Michigan State University is a public research institution founded in 1855. The goal of its Information Technology Services unit is to deliver and maintain effective technology resources for students, faculty and staff.

All students frequently take part in group projects. This is frustrating because finding the best way to communicate, setting up meeting times, and managing resources used for the project is very difficult.

Our Group Project Organization and Scheduling app reduces the stress of these tasks in a quick and simple way by allowing a user to create a group, easily add members, and connect with any services they find useful for their project.

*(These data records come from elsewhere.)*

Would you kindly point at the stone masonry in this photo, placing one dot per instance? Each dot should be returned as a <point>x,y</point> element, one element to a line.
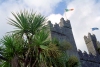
<point>63,32</point>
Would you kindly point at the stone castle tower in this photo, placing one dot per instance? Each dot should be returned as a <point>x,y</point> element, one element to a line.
<point>63,32</point>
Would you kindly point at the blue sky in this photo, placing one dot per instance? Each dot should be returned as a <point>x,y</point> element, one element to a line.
<point>86,14</point>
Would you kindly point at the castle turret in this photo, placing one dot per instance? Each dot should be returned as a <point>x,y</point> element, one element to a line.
<point>91,43</point>
<point>63,32</point>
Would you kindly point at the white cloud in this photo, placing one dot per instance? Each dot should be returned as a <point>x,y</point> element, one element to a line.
<point>86,15</point>
<point>6,7</point>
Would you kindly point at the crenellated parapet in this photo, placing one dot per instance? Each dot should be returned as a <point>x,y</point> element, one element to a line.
<point>84,56</point>
<point>59,28</point>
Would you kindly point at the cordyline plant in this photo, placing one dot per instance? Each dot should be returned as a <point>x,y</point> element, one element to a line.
<point>29,45</point>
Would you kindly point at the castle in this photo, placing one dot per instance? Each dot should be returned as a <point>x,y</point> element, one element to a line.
<point>63,32</point>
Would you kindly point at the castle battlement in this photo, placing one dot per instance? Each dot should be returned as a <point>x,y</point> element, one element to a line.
<point>61,27</point>
<point>63,32</point>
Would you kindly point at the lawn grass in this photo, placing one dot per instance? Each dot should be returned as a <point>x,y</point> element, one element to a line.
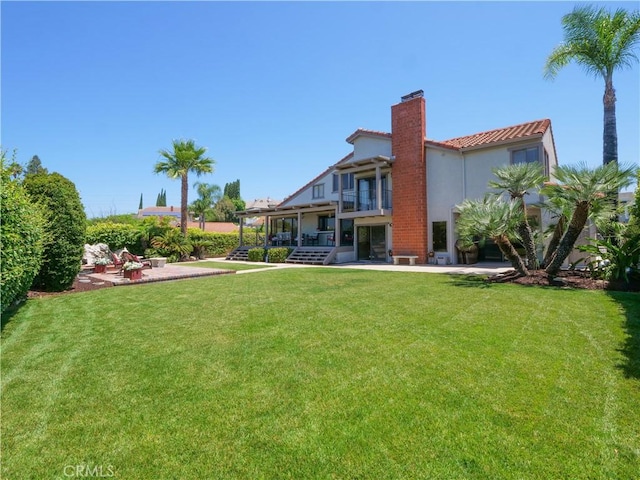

The user simply clicks to create the group, invitations are sent out, and the tools selected are automatically configured. A team portal is revealed, displaying scheduled meetings, linked tools, and suggested tools the group may find useful.

The main feature of our app is the ability to schedule meetings based on a user’s linked calendar, whether it is Google Calendar or Outlook Calendar.

The scheduling algorithm finds available times from the individual calendars and proposes times which work for all or most members. After approval by a group member, the new meeting time is added to a list of scheduled meetings.

Our web app is built with the Serverless Framework and calls to Amazon API Gateway endpoints to invoke AWS Lambda functions written in Python. Our user interface is constructed with Vue.js and Bootstrap, served from a public Amazon S3 Bucket.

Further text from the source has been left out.